Economies in my games never make much sense. Going back to the problem with consistency, there’s rarely a set buying power for a gold piece, or any real gauge on how common it is. When my players approach their wizard friend and ask for a completely reasonable magic device that they should be able to acquire (but for which there is no precedent), I come up with a price that ‘seems right.’ Only later do I realize that I’ve significantly over or underestimated the item’s value. I also have a bad habit of being a great deal more generous with treasure than I ought to be, because I’m worried about keeping my players engaged in the adventure if they don’t feel suitably rewarded.
Yes, I know that’s ridiculous.
Focus isn’t something I even realized I was failing at until recently. I started making audio recordings of my games, and realized that my group and I spend a lot of time chit-chatting during game sessions. Worse: more often than not those tangents originate with me. Time for a big surprise: I like the sound of my own voice. You could make the argument that so long as everyone is having fun, it’s not really a problem. But, having played in Brendan’s OD&D game, I’ve seen how much better the game is when everyone keeps their attention on the game. Brendan does a great job of gently guiding everyone’s focus back to the game when it strays. In that way he’s provided a model for me to learn from.
Traps are my weakness when it comes to dungeon crawls. Otherwise, I think I do a pretty decent job of making dungeons work in my games. But when it comes to traps, I’ve never been able to pull them off satisfactorily. Either they’re so non-threatening as to be boring, or they’re so deadly as to be cheap. In part, I blame the game systems I’ve GMed for this one: D&D 3.X and Pathfinder. Skill checks are not a very fun way for a player to search for traps, nor are disable device checks a fun way to get rid of them. I covered this a bit in my skills analyses of both perception and disable device. However, having now played in Brendan’s OD&D game where traps are handled properly, I feel as though I have a better understanding of what makes them fun, and why I’ve only had limited success with them in the past. I guess here, again, Brendan has provided a model to help me improve my own GMing. Thanks!

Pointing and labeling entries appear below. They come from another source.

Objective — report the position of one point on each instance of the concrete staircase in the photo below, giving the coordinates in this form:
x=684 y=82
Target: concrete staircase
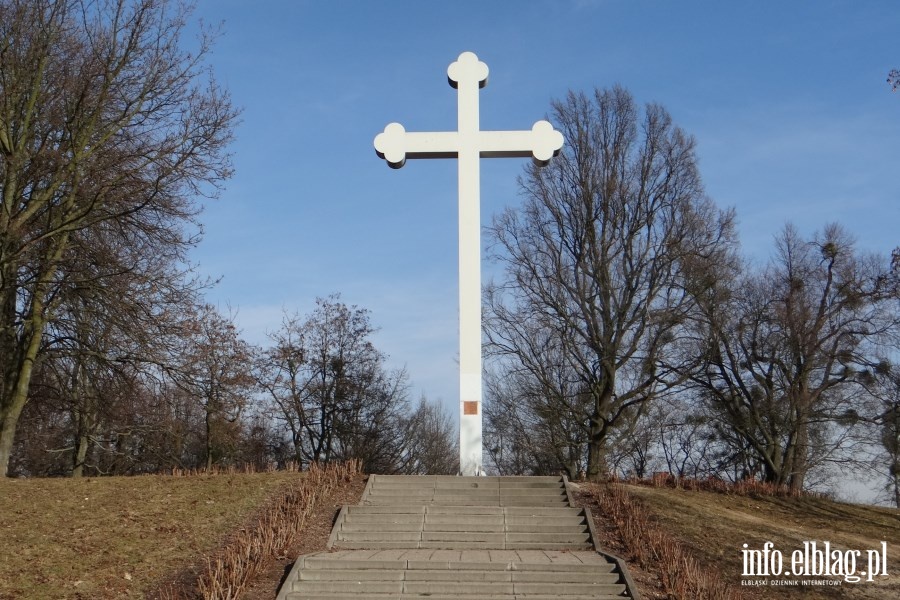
x=492 y=538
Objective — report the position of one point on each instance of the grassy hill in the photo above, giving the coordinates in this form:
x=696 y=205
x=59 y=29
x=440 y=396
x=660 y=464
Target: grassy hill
x=118 y=537
x=712 y=527
x=123 y=537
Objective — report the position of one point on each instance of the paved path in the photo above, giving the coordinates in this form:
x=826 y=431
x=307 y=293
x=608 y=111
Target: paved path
x=446 y=538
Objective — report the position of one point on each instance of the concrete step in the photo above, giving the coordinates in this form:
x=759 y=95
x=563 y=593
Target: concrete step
x=474 y=538
x=448 y=575
x=392 y=596
x=559 y=588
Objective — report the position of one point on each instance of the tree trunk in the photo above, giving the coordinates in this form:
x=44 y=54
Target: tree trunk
x=80 y=454
x=11 y=408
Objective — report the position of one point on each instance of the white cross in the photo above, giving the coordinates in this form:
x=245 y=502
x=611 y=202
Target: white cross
x=467 y=144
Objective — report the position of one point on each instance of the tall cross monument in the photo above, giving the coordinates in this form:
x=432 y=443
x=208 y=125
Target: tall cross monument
x=468 y=144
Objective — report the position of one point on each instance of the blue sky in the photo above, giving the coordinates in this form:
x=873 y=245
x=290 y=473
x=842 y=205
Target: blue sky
x=788 y=102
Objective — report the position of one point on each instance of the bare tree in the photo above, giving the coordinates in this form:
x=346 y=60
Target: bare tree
x=328 y=384
x=431 y=443
x=785 y=349
x=599 y=261
x=216 y=372
x=104 y=122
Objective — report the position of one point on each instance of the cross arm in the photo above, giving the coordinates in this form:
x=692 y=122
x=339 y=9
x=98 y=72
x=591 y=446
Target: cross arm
x=542 y=143
x=395 y=144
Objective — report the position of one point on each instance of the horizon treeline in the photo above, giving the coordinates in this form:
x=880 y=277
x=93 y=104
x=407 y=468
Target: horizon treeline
x=626 y=332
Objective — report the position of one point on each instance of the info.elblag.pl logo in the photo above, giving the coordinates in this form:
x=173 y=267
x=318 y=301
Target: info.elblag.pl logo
x=813 y=560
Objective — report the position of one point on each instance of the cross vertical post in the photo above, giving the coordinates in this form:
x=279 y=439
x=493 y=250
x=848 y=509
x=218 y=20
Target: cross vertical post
x=468 y=145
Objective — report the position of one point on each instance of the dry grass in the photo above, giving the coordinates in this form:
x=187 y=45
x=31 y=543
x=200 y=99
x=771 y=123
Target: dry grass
x=118 y=537
x=709 y=527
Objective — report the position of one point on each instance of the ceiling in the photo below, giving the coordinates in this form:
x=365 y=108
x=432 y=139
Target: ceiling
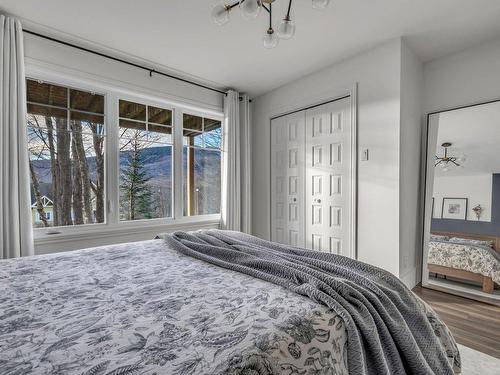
x=475 y=133
x=179 y=34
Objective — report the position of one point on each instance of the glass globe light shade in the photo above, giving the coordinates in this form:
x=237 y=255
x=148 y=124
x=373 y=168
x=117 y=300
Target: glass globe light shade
x=320 y=4
x=270 y=39
x=220 y=14
x=286 y=29
x=250 y=8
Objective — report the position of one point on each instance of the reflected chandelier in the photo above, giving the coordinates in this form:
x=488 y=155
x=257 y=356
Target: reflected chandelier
x=251 y=9
x=446 y=161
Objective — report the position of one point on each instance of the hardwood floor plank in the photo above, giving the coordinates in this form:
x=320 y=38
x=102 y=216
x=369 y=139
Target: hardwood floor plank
x=473 y=324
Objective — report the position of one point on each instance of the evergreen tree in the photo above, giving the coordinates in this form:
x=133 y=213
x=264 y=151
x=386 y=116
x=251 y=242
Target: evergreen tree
x=136 y=194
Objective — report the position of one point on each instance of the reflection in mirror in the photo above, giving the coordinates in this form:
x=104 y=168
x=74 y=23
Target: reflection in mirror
x=462 y=205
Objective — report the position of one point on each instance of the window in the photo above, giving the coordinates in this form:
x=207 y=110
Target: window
x=103 y=158
x=202 y=141
x=145 y=143
x=66 y=142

Low Magic eludes me. I dislike fantasy settings where magic serves as technology. It can be fun now and again, but the world is much more interesting when magic is rare. Yet I always seem to end up in high-magic games. I’m not quite sure how it happens. One minute there’s only one wizard in the area, and he’s a crusty old curmudgeon. The next moment I’ve offhandedly mentioned to my players that there’s a wizard’s college in the capitol city. Fuck! Butter luck next campaign.
There you have it. My biggest failings as a GM. Hopefully I can get them sorted out soon and move on to more minor issues with my style.